"We understand that it is not self-evident to the majority of Americans" why the Dayton talks on peace in the former Yugoslavia are important, Deputy Secretary of State Strobe Talbott told his Nov. 9 luncheon audience. The danger if they fail, he said, is the prospect of widening circles of conflict affecting all states in the region, which could eventually include Greece, Turkey and the newly independent states of the former Soviet Union--fanning the "spread of post-Communist disorder." And "the Islamic world is watching," he added.
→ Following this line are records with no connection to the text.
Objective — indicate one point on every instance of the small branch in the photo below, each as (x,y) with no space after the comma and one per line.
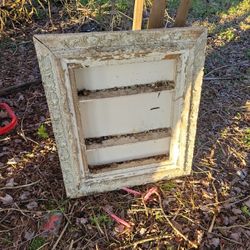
(21,186)
(59,238)
(177,232)
(233,226)
(135,244)
(212,224)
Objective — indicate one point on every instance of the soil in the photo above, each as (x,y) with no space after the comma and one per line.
(210,209)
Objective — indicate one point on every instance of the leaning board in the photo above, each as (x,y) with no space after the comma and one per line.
(123,105)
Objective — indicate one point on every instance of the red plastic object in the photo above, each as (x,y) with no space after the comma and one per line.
(12,124)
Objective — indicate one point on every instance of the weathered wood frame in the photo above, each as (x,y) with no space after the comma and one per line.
(58,54)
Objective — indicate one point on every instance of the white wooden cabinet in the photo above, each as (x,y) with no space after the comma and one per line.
(123,105)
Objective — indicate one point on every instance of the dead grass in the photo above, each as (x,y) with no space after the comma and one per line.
(210,208)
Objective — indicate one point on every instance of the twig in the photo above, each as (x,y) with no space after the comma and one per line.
(134,245)
(212,224)
(173,227)
(21,186)
(60,236)
(41,247)
(225,238)
(222,67)
(233,226)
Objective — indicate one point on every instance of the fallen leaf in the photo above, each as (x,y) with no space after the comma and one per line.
(242,173)
(236,211)
(142,231)
(235,236)
(53,223)
(120,228)
(7,199)
(28,235)
(81,221)
(215,242)
(10,183)
(25,195)
(32,205)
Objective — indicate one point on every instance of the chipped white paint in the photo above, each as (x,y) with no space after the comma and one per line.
(60,56)
(120,75)
(126,114)
(126,152)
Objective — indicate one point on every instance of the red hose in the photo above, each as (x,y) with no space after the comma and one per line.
(12,124)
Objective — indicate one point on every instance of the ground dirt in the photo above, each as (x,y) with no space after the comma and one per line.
(210,209)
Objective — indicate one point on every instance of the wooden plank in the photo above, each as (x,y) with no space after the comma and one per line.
(100,142)
(156,18)
(119,75)
(128,152)
(138,11)
(126,114)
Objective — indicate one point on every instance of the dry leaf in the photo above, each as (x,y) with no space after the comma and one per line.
(81,221)
(235,236)
(236,211)
(215,242)
(247,203)
(32,205)
(25,195)
(10,183)
(29,235)
(7,199)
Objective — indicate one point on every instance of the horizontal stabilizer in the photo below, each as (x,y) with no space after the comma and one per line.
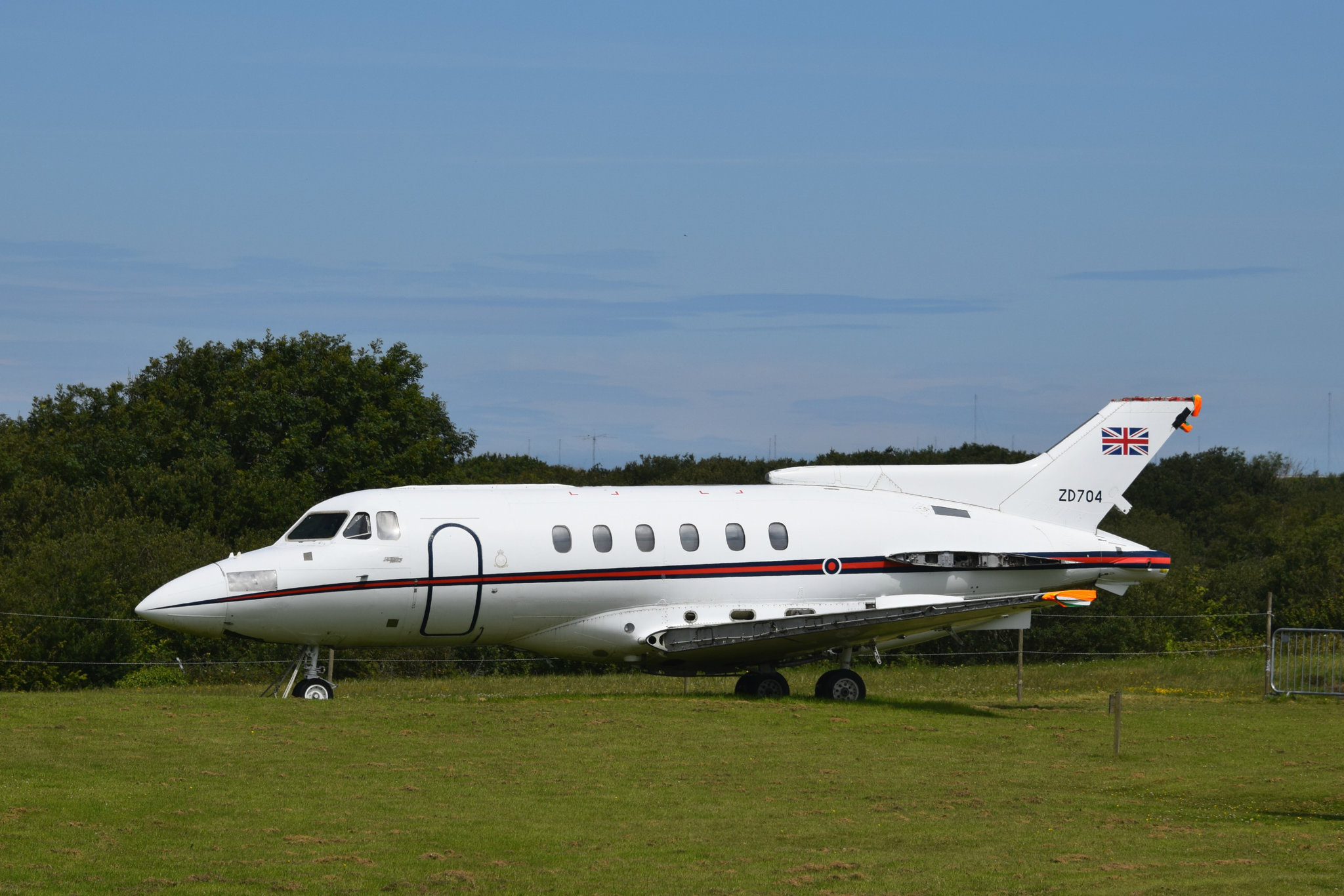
(1073,484)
Failure would "threaten the viability of NATO," the bilateral relations with our allies and increase the strain between the U.S. and the Russian Federation. Asked "why not just let them fight it out until they finally get tired of it," he replied that this "assumes that the conflict will implode inwards rather than explode outwards." He said the expectation is that American involvement on the ground, assuming the peace process goes forward, "should be a one-year operation." Two cardinal criteria, he said, are one, we must have an exit strategy, and two, there must be "robust" rules of engagement.
Talbott also stressed a need to view the situation in terms of "moral polity as well as real polity." The "deja vu of white armbands" to mark men for mass graves reminds the world that we are seeing "genocide in our time," he said, and the proceedings of the tribunal in bringing the war criminals to international justice "must still proceed."
The former journalist added that the press has played a heroic role in a conflict dangerous to cover by courageously reporting the evidence of genocide.
National Press Club Record, Volume XLV, No. 42. November 16, 1995.